You can examine each of the built-in parsers directly in the LogScale UI. Open the parser page and check the supported regular expression and timestamp formats. When you paste in test data, LogScale shows the result of that parsing.

When shipping data to LogScale, you want to check to see if there is a built-in parser for the logs before writing a custom parser. The built-in parsers are a good starting point when creating custom parsers.

Built-in Parser: accesslog

This parser can handle the accesslog format, which is the default log format used by Apache and Nginx. The parser also supports putting the response time at the end of the log line. If you have modified the logging of your web server, copy the built-in accesslog parser and modify it to suit your customizations.

Example Input

accesslog
localhost - - [25/Feb/2017:21:05:16 +0100] "POST /api/v1/ingest/elastic-bulk HTTP/1.1" 200 50 "-" "Go-http-client/1.1" 0.000 848
192.168.1.102 - - [25/Feb/2017:21:06:15 +0100] "GET /api/v1/repositories/gotoconf/queryjobs/855620e9-1d1f-4b0e-91fe-c348795e68c9 HTTP/1.1" 200 591 "referrer" "Mozilla/5.0" 0.008 995

Built-in Parser: audit-log

This parser can process audit logs in JSON format from LogScale itself.

Built-in Parser: corelight-es

This is a built-in parser that supports Corelight's Zeek sensors. Corelight sensors have default support for streaming out Zeek logs in either JSON or Elasticsearch format. LogScale can receive the streaming data in Elasticsearch format using this parser. For the JSON format, see Built-in Parser: corelight-json.

The name of the Zeek log file will become a #path tag in LogScale.

Built-in Parser: corelight-json

This is a built-in parser that supports Corelight's Zeek sensors. Corelight sensors have default support for streaming out Zeek logs in either JSON for Elasticsearch format. LogScale can receive the streaming data in JSON format using this parser and Ingest Listeners. For the Elasticsearch format, see Built-in Parser: corelight-es above.

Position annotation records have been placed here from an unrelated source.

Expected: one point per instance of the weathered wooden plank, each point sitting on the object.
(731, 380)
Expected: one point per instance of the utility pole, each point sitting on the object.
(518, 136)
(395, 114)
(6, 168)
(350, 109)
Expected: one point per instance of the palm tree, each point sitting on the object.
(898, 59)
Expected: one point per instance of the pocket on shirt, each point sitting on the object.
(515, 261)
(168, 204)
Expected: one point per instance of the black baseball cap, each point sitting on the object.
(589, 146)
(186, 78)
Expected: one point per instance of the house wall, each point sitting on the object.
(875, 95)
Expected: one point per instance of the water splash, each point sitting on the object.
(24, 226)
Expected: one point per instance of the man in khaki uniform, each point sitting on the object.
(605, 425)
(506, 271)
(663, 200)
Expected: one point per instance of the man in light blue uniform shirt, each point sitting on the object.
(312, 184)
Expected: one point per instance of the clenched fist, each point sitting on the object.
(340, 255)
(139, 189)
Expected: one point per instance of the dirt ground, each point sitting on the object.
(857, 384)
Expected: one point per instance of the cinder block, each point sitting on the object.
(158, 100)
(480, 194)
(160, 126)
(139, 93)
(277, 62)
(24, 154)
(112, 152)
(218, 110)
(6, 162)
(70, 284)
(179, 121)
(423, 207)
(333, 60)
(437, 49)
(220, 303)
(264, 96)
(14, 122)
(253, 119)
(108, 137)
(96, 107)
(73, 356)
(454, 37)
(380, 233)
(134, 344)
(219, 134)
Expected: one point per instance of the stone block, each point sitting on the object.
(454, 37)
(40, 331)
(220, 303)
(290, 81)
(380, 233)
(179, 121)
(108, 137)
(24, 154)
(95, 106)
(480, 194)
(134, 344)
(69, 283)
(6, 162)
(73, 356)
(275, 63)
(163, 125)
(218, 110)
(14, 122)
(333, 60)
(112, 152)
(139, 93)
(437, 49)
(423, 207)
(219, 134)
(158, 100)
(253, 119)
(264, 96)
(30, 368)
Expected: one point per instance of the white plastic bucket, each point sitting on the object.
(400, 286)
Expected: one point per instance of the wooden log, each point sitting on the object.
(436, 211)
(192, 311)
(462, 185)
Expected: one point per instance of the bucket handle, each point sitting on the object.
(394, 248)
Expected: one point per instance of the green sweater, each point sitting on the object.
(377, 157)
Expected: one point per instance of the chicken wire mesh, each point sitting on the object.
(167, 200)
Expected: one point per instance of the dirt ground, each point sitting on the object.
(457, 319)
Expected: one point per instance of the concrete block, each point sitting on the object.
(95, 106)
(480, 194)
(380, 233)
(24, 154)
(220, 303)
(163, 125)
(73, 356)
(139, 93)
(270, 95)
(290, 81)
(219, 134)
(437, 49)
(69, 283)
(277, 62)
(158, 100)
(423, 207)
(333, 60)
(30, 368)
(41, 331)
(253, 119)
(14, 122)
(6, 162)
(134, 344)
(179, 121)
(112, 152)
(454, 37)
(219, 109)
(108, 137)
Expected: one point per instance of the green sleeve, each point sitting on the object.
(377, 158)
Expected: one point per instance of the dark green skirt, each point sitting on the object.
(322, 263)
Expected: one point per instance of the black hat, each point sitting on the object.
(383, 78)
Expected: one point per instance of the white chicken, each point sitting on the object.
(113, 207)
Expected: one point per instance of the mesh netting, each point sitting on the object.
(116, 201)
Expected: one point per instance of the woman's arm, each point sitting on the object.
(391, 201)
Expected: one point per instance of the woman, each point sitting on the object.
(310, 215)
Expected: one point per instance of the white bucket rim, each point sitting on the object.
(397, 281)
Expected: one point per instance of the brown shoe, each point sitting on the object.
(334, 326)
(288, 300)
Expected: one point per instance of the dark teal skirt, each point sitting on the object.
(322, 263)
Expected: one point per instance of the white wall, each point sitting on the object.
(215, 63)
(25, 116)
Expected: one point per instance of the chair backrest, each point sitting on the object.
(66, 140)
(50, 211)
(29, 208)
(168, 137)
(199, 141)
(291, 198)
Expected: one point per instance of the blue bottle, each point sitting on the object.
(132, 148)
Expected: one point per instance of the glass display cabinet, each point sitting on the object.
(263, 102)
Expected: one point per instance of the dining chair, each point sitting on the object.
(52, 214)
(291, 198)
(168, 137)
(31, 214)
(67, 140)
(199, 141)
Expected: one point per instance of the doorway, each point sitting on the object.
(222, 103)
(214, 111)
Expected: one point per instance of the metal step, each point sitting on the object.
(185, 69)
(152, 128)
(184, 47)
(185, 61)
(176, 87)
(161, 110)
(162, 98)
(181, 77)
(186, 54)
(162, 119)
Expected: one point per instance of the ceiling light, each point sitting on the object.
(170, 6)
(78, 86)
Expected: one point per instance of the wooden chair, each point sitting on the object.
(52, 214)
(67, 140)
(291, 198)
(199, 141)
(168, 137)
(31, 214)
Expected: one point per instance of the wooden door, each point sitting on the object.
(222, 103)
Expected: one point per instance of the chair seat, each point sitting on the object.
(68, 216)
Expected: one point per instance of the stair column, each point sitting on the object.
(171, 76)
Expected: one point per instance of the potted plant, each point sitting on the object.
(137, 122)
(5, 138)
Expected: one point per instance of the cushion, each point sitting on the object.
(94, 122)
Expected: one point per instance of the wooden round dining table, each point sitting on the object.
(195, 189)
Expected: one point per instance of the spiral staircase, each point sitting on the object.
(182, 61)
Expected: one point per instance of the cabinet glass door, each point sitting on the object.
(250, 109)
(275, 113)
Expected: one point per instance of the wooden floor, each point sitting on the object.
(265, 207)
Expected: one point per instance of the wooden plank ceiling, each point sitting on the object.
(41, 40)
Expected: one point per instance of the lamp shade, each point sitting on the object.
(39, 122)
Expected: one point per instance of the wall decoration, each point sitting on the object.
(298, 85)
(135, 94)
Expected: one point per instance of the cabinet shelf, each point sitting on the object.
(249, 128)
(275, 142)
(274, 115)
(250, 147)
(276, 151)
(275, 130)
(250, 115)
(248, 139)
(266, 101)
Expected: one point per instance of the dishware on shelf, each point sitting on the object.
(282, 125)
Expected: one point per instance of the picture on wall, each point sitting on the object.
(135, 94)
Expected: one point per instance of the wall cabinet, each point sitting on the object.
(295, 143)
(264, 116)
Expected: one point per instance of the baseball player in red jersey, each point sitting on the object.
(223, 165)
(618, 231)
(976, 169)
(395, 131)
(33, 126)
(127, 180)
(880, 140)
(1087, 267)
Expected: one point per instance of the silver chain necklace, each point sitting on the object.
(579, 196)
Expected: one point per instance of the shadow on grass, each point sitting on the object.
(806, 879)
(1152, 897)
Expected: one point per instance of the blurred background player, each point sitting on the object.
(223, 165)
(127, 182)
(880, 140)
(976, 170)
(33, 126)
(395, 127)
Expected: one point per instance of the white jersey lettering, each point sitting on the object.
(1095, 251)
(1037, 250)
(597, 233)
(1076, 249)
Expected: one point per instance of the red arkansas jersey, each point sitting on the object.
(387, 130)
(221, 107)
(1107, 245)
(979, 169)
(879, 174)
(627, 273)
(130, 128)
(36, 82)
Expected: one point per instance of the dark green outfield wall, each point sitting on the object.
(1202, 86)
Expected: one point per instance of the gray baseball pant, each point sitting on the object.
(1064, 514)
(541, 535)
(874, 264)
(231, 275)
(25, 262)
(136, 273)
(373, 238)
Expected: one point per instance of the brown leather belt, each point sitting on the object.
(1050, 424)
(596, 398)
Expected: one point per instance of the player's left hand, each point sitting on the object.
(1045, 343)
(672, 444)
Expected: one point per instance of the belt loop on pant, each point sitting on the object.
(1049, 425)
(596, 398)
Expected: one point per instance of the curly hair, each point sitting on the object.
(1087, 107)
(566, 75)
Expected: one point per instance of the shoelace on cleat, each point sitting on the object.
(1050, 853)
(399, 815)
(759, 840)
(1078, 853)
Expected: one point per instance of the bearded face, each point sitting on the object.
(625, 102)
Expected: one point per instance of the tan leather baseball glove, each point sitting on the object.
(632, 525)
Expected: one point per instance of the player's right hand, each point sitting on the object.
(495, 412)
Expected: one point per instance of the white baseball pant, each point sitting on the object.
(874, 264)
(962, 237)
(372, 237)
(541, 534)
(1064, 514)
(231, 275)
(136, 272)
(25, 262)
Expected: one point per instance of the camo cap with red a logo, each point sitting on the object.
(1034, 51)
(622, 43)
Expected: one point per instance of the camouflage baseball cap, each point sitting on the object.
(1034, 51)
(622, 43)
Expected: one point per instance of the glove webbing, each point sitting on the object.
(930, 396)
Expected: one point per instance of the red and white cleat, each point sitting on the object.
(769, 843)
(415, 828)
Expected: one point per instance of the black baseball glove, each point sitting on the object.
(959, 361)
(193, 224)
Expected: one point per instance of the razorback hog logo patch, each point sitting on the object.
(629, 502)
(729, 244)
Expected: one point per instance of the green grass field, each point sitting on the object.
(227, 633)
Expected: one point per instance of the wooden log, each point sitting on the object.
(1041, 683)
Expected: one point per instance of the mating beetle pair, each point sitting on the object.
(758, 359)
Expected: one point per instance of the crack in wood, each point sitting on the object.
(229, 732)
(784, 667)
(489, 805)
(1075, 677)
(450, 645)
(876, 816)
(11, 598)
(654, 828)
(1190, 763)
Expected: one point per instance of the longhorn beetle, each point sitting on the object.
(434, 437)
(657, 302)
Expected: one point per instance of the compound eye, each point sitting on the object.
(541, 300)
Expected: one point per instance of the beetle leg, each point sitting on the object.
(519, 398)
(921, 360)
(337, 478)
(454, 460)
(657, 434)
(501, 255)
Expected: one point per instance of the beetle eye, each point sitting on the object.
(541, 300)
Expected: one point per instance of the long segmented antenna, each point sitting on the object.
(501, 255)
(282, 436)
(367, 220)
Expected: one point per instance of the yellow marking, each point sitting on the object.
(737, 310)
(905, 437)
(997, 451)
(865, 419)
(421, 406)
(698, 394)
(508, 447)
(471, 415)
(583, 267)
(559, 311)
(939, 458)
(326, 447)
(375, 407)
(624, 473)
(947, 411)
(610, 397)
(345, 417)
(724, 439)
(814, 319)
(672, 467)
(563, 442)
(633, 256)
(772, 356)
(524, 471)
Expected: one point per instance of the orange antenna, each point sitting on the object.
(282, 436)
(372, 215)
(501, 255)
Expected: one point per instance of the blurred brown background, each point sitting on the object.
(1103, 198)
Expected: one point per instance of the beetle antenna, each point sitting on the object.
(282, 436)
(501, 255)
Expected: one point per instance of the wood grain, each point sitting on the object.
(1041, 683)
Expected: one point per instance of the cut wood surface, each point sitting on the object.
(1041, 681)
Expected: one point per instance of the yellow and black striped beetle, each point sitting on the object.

The name of the Zeek log file will become a #path tag in LogScale.

Built-in Parser: json

This parser can process JSON data in log lines. It expects to find a JSON property called @timestamp containing an ISO 8601-formatted time string.

If you don't have control over the JSON format, you can create a Example Input.

Example Input

javascript
{
 "@timestamp": "2017-02-25T20:18:43.598+00:00",
 "loglevel": "INFO",
 "service": {
 "name": "user service",
 "time": 123
}
}

Built-in Parser: json-for-action

This parser is the default parser for the Action Type: Falcon LogScale Repository. It processes JSON data in the @rawstring field. It expects to find a JSON property called @timestamp containing a time in Unix Time in milliseconds.

Built-in Parser: kv

This parser is the key-value parser. It is the default parser, that LogScale uses if no other parser is specified. It can process standard key-value patterns in log lines. It expects the log line to contain a timestamp with a time zone within the first 128 characters (configurable, see findTimestamp()). The parser processes the rest of the line for key-value pairs.

Example Input

syslog
2017-02-25T20:18:43.598+0000 created a new user user="John Doe" service=user-service as a freemium user

Given the above log line, LogScale parses the fields

logscale
user=John Doe

and

logscale
service=user-service

Built-in Parser: kv-generic

This parser, like the Built-in Parser: kv, is a key-value parser. It works in the same way, except that it will also parse timestamps without a timezone. Such timestamps will be assumed to be in UTC.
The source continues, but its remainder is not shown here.